The trick which makes the LGB algorithm possible is to convert the original graph G into its corresponding line graph L(G). The property that the edges of the line graph correspond to the nodes of the original graph enables us to design a new heuristic algorithm which once more finds small edge separators but in the line graph this time. This, in effect, allows us to directly obtain vertex separators for the corresponding original graph.
The LGB algorithm is, in essence, a modified version of KLB in that both the characteristics of the line graph such as the existence of edges, now, that needs to be treated as one and the requirements imposed by the original problem such as the necessity to keep track of the loads of the respective partitions in terms of the weights of the edges rather than nodes are neatly taken into account so as to efficiently compute small edge separators. Assuming that such small edge separators can feasibly be found in the line graph through an algorithm which is going to be described in full detail shortly, it is trivial to derive the corresponding nodal partition induced in the original graph which corresponds exactly to the minimum cut partition obtained by LGB in the line graph.
An example graph
G for which a small size vertex separator is sought and its corresponding line graph
L(G) are depicted in
Figures 5 and
6, respectively. The numbers shown next to each edge in
Figure 5 are used to uniquely identify them. All the nodes are assumed to be associated with a weight of one for the example graph
G given in
Figure 5. The dotted line in red seen in
Figure 6 represents the bisection of
L(G) computed by the LGB algorithm. There are a total of four edges in the cut in
Figure 6. These edges have been all labeled the same (i.e.,
3 corresponding to node 3 in
Figure 5). It can easily be seen from
Figure 6 that nodes 1, 2, 4 and 7 shaded in grey together with edges 1, 2, 3, 6, and 9 of
L(G) to the left of the dotted line in red are all pinned in a separate partition. These grey-shaded nodes 1, 2, 4, and 7 in
Figure 6 are actually the edges labeled as 1, 2, 4, and 7 again, respectively in
Figure 5. The edge separator and the partitioning scheme in
Figure 6 obtained by the LGB algorithm, thus, induce the nodal partitioning specified by the configuration of
Figure 5 in which only node 3 ends up in the separator. While nodes in grey (1, 2, 6, 9) are assigned to a partition, nodes in yellow (4, 5, 7, 8) are placed in another which turns out, in this case, to be an optimal vertex partition with respect to both the separator size minimization (just node 3) and the load balance (each have 4 nodes) constraints. It should, however, be noted at that point that the cut size has been treated as one in
Figure 6 by counting only the number of distinct labels of weight one as specified by the example at the cut. As it is quite clear from the discussion of the example, LGB is a modified KLB applied to the line graph. The only modifications needed, apparently, are those which stem from the fact that a number of edges having the same label in the line graph have to be treated as a single edge and the fact that the partition weights implicitly used to control the quality of load balance are, now, a function of the edge weights rather than the node weights. The existence of multiple edges having the same labels in the line graph as seen in
Figure 6 has a direct effect on the way the gain of a node is calculated and updated in the line graph. The efficiency of the proposed LGB algorithm heavily depends on preserving the locality of updates in LGB as is the case in KLB.
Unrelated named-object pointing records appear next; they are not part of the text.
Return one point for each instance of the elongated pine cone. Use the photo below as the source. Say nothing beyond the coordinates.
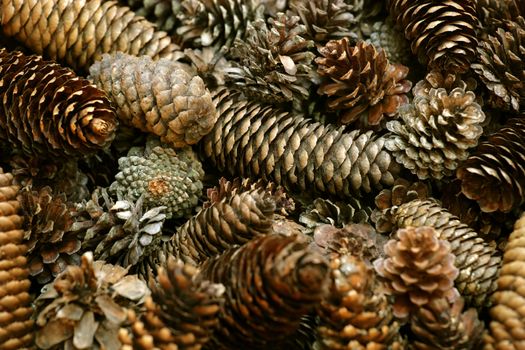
(360, 82)
(49, 111)
(507, 326)
(85, 306)
(180, 314)
(442, 33)
(92, 28)
(262, 142)
(16, 325)
(159, 97)
(436, 130)
(494, 175)
(271, 282)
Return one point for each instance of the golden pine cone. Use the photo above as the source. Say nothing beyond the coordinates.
(48, 111)
(360, 82)
(93, 27)
(160, 97)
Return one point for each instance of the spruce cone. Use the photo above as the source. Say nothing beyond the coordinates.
(92, 28)
(271, 282)
(257, 141)
(507, 326)
(361, 82)
(85, 306)
(48, 111)
(16, 326)
(164, 177)
(51, 246)
(159, 97)
(436, 130)
(493, 175)
(442, 34)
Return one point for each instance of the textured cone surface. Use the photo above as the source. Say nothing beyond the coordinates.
(16, 326)
(442, 33)
(261, 142)
(360, 82)
(94, 27)
(48, 111)
(494, 175)
(271, 282)
(507, 326)
(160, 97)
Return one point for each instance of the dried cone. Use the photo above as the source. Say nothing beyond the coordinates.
(48, 111)
(51, 244)
(442, 33)
(159, 97)
(271, 282)
(360, 82)
(262, 142)
(493, 175)
(507, 326)
(94, 27)
(16, 325)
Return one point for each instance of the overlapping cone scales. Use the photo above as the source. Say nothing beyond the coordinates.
(16, 326)
(160, 97)
(94, 27)
(48, 111)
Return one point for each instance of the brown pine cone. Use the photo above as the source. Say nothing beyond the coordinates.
(48, 111)
(271, 282)
(442, 34)
(360, 82)
(159, 97)
(262, 142)
(93, 27)
(16, 325)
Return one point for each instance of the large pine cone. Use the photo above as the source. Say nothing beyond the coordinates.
(92, 28)
(360, 82)
(160, 97)
(47, 110)
(271, 282)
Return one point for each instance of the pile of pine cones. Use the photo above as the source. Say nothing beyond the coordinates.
(262, 174)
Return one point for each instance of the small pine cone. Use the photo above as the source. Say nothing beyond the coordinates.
(92, 28)
(442, 34)
(16, 326)
(493, 175)
(51, 246)
(355, 315)
(360, 82)
(301, 155)
(290, 281)
(507, 326)
(436, 130)
(274, 62)
(159, 97)
(164, 177)
(48, 111)
(85, 306)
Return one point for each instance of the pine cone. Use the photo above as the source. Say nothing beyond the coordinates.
(51, 246)
(85, 306)
(436, 130)
(164, 177)
(16, 325)
(300, 155)
(159, 97)
(48, 111)
(93, 27)
(361, 82)
(442, 34)
(271, 282)
(493, 175)
(507, 326)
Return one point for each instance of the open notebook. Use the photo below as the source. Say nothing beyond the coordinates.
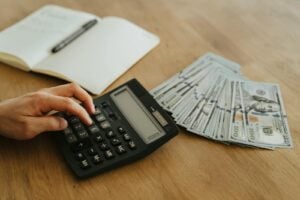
(93, 60)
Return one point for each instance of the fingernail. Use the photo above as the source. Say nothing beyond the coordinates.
(93, 109)
(63, 123)
(90, 121)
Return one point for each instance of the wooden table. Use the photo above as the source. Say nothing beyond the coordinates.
(263, 36)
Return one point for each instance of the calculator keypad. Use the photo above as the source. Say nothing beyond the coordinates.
(99, 142)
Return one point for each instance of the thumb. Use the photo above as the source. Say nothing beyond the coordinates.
(49, 123)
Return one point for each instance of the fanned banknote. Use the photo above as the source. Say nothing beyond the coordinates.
(212, 98)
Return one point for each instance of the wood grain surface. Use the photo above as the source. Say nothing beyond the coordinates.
(263, 36)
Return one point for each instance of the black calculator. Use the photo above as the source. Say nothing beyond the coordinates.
(128, 125)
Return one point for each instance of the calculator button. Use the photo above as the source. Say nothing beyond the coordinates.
(78, 127)
(79, 156)
(109, 154)
(110, 134)
(93, 129)
(105, 125)
(71, 138)
(115, 141)
(78, 146)
(74, 120)
(100, 118)
(97, 159)
(97, 111)
(126, 137)
(84, 164)
(98, 138)
(82, 134)
(68, 131)
(81, 145)
(131, 144)
(103, 146)
(120, 149)
(121, 130)
(91, 151)
(104, 104)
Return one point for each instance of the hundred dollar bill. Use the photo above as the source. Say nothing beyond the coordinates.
(191, 71)
(266, 119)
(237, 132)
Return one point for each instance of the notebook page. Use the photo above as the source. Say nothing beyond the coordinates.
(32, 38)
(101, 55)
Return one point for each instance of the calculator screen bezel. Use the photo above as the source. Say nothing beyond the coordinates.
(134, 121)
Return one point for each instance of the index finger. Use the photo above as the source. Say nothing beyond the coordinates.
(74, 90)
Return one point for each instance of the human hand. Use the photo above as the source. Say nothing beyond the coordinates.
(26, 116)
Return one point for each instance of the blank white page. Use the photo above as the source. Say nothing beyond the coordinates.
(102, 54)
(32, 38)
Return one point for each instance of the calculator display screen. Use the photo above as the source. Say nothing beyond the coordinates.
(137, 115)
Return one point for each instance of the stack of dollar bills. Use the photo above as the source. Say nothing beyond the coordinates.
(212, 98)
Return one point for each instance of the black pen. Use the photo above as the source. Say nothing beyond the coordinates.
(72, 37)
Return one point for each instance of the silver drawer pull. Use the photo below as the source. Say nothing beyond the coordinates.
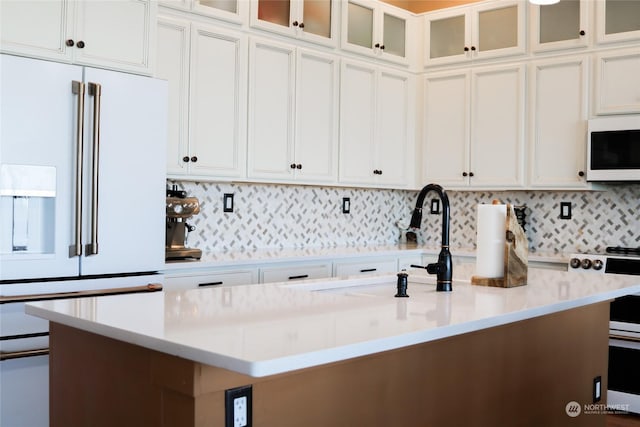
(8, 355)
(210, 284)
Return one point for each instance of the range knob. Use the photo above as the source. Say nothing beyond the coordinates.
(597, 264)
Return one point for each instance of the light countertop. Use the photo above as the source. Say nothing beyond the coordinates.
(265, 256)
(261, 330)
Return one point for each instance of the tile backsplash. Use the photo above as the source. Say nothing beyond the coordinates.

For computing vertex separators as outlined in
Figure 7, the original graph
G is first transformed into its line graph equivalent
L(G). The LGB algorithm is, then, applied to obtain the partitions
P1 and
P2 similar to the KLB algorithm. The only exception is, this time, that gain value calculations and updates take place with respect to the labeled edges grouped into two for each node. The vertex separator and the corresponding partitions are, finally, recovered in
G as dictated by the partitioning scheme induced by
P1 and
P2 of
L(G) obtained by an application of LGB. As the corresponding line graph of the original graph has now been partitioned into clusters such that the sum of the weights of the edges with distinct labels across clusters is minimized and the load of each cluster is balanced up to a tolerable amount, the total weight of the vertices in the separator of the original graph corresponding to the distinct labels of the edges in the cut of its line graph have also been minimized effectively. A similar argument holds with respect to the balancing of load over the partitions so long as a modification is incorporated into LGB such that the sum of all the individual weights of the labels in the set of distinct labels of edges instead of the total weight of nodes in respective partitions of
L(G) at any time is used to keep track of the individual weights of the partitions. Such a modification, which certainly frees us from assuming that the number of edges and vertices in the original graph are linearly proportional, is possible as will be explained shortly. The load is, therefore, balanced by LGB up to an amount specified by the tolerance factor
ε.
4.3.2 LGB Algorithm and the Data Structures
The LGB algorithm used in step (2) of Procedure 4.1 to find small vertex separators for partitioning a graph is listed in
Figure 8. Both the data structures used and the algorithm itself are described next in the execution order as explanations are provided in detail.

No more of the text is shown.